Deep Seek – a classification

The semester is over, the lectures are over and yet the world keeps turning. And fast. So here’s a brief introduction…

What has happened is probably well known. Deep Seek (China) is catching up with the big language models with a fraction of the effort. Share prices plummet, 1000s of testimonials, a “new era”, a new hype, and so on…

But how should this be classified?

1 Deep Seek has shown that AI does not only work via a pure “material battle”. Thanks to a clever load distribution (mixture-of-experts architecture) in the model, the areas that are not currently important are switched off, which leads to less resource consumption with comparable results.
2. Deep Seek is open source (well, sort of, anyway). Anyone can download Deep Seek, but you don’t get any (!) information about training data etc. It is therefore better to speak of open weight.
3. If you want to install Deep Seek on “your own hardware”, you should still pay attention to the system requirements… A cluster of 16 NVIDIA H100 cards with 80 GB memory each is recommended for the large V3 671B model (€30,000 each); the online version of Deep Seek is currently still free, but will probably soon switch to a subscription model
4. Training data and censorship play a major role.
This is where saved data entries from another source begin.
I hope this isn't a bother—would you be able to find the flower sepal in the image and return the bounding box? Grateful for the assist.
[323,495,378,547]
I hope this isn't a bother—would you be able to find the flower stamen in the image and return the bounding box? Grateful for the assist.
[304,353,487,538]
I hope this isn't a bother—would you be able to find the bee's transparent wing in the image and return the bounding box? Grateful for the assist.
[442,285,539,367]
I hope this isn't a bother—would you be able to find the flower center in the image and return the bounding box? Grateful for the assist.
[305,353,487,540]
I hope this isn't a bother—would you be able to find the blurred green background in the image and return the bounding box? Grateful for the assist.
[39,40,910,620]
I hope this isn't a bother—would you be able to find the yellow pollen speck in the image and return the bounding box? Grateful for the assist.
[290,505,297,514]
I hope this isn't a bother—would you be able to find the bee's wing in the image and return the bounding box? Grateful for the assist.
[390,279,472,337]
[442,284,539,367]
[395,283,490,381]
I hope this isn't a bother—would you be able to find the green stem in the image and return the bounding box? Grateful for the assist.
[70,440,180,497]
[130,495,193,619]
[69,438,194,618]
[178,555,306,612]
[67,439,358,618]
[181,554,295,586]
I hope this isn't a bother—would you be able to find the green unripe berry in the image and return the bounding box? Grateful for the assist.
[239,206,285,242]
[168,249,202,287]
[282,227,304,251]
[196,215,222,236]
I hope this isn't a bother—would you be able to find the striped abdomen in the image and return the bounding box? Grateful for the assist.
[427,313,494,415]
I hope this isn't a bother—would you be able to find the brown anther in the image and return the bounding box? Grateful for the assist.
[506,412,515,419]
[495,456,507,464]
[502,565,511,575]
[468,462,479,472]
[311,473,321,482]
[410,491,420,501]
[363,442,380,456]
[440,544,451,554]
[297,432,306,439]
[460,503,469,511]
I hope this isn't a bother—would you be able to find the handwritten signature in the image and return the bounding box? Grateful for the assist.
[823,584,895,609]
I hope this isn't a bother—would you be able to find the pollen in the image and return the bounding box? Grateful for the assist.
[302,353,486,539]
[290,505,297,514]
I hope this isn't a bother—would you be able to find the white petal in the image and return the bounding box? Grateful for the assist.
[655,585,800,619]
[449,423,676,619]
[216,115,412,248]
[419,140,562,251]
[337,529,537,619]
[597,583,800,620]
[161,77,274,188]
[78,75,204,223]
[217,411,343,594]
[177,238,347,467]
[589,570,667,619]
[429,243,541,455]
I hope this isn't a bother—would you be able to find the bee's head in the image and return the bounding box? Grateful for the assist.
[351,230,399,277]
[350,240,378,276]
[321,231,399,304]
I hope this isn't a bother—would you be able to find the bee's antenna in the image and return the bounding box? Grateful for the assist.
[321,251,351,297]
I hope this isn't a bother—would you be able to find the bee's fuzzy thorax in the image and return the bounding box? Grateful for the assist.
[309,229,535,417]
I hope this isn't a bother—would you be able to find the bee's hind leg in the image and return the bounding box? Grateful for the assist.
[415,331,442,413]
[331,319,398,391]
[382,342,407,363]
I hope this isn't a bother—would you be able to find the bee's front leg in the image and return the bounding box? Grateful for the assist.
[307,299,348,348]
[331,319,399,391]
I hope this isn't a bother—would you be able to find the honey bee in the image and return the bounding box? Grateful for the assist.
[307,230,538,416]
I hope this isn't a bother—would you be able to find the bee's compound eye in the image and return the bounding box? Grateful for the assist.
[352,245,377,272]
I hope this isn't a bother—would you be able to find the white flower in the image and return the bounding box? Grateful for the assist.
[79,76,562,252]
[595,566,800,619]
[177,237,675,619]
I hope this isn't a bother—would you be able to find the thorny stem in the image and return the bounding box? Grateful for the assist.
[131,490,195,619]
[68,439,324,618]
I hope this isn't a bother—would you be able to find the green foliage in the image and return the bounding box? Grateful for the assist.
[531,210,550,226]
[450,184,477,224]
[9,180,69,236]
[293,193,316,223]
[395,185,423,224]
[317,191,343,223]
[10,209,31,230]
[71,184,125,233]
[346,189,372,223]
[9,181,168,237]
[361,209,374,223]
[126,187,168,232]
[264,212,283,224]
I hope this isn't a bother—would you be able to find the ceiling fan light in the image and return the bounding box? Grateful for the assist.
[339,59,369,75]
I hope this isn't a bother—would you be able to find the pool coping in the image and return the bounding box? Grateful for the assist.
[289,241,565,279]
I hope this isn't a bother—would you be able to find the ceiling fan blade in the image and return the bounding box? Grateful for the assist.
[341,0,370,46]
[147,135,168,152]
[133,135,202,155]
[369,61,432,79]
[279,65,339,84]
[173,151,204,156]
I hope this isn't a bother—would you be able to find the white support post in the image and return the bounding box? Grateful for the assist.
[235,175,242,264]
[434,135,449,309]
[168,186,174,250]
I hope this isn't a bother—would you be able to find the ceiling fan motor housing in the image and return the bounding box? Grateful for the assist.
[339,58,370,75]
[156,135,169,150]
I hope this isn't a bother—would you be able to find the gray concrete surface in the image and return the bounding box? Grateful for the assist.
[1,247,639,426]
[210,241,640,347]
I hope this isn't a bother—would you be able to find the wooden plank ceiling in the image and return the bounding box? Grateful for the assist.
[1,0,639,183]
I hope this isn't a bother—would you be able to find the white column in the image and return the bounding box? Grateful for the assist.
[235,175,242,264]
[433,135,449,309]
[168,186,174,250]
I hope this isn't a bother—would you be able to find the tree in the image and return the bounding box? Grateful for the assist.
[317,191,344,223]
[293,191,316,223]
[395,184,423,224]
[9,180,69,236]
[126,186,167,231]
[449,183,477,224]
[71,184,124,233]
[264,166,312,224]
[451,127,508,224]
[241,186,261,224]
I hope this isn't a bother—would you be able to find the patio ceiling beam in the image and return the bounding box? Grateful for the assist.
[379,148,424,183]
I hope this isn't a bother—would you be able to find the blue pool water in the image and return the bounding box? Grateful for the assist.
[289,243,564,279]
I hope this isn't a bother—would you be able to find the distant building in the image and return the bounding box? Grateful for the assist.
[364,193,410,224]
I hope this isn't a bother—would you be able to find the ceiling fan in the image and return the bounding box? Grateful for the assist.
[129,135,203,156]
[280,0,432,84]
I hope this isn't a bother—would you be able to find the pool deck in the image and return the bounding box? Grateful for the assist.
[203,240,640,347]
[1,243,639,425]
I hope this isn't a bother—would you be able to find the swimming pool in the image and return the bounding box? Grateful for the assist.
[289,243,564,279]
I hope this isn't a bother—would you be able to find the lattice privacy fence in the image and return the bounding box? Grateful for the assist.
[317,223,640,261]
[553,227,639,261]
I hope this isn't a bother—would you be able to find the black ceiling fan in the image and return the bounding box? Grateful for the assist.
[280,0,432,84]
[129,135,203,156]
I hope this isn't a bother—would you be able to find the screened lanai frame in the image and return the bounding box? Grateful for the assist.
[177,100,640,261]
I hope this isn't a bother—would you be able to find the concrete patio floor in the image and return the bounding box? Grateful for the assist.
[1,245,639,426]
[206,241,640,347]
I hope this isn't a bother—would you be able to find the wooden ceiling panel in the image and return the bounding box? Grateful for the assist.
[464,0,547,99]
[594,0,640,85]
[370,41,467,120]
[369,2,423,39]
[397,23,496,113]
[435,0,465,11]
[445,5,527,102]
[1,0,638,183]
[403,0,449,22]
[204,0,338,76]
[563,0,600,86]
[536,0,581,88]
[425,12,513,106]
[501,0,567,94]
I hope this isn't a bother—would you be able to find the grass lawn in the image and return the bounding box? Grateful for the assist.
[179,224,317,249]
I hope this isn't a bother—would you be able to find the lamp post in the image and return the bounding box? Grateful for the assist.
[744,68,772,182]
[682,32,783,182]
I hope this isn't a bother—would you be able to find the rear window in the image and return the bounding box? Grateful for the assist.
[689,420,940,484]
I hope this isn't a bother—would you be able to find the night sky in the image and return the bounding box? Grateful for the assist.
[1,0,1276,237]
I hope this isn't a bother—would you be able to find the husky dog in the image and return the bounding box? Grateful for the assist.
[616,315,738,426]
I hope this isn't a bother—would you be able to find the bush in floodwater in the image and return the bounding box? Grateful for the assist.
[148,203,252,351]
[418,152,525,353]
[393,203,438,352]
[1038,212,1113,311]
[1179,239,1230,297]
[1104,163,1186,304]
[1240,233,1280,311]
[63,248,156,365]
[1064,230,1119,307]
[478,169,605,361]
For example, Deep Seek does not publish information on certain topics. Deep Seek is also a good example of how models are in fact “colored” and shape the values of users through slight (or major) misinformation or non-information. (To be honest – the large language models don’t do this any differently, only we notice it less there because we are in the same cultural area and because it is a little more cleverly hidden.
5. In my opinion, a feature comparison is not yet worthwhile. There is still a lot of movement. However, you can already see that Deep Seek can keep up with the big language models.

Deep Seek is a “game changer” in that someone has finally shown that it is possible to develop a large language model with significantly less hardware.

President Trump has just announced $500 billion in investments, and NVIDIA is probably delighted – Deep Seek has cast a light to medium shadow on this. However, in my opinion this should not be dramatic, as AI is still incredibly computationally intensive. And, of course, all major providers are trying to optimize their models, algorithms and architectures anyway. This time the Chinese were faster – so what.

Deep Seek is exciting because – similar to Meta’s LLama model – it can be installed on your own hardware and also used in a meaningful way. This could be an interesting alternative for many companies. However, there is still a lack of experience with Chinese models…